Monday 18 August 2014

the unvarnished truth

I see in the Daily Telegraph that Laura Ingalls Wilder's autobiography is to be published this autumn.  It will be the unvarnished version as originally written, which failed to find a publisher until reworked into the series of children's books many of us know and love.  And then the TV series, though I quibble with the Telegraph's headline use of the phrase 'much loved' if intended to cover the telly version as well as the books.  I loved the books.  The TV series Little House on the Prairie was an abomination.

Apparently life in the mid-West as a pioneer in the 1870s was not so squeaky clean as the books made out.  That's not really a surprise.  After all, they were written for children, and I don't know if even now Jacqueline Wilson would include a drunk setting his bedroom on fire and dragging his wife around by her hair.  Perhaps she would.  I know my mother finds my niece's enthusiasm for Jacqueline Wilson over Geoffrey Trease rather depressing.

The thing I particularly liked about the children's books was not Laura's feud with Nellie Olsen, so much as the detailed descriptions of how you did stuff.  After reading Little House in the Big Woods I felt I too could have moulded and trimmed my own rifle bullets, or tapped a sugar maple.  By the time the family were half way to Dakota I'd cracked building a log cabin, and the dangers of fire damp when digging a well.  More than forty years later I have yet to put any of these purely theoretical skills to the test, but I still like the idea that I know how to tap a maple tree or how to retrieve a horse and sled that have fallen through thick snow lying on prairie grass.  Nobody ever dared me to lick a pump handle while I was growing up, but I'd have known not to do it during a winter freeze if they had.

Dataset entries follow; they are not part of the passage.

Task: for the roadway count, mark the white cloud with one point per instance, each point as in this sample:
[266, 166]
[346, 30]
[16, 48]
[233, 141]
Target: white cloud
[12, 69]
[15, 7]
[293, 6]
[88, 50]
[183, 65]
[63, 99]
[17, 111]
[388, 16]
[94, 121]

I guess I will read A Pioneer Girl.  I am curious to hear the grown-up version of life as a farming family travelling West as the West was opening up, and fond enough of the Ingalls clan to risk hearing something closer to the truth.  It can be a sad disappointment, though, reading about the private lives of writers whose books you have loved.  So many of them are not very nice, authors of beautiful and lyrical books turning out to be selfish and manipulative characters you wouldn't want as a friend in the real world.  The review of A Pioneer Girl says that Pa was not always the scrupulous character he is made out to be in the children's version of the books.  Suppose Laura Ingalls Wilder turns out to be a right cow?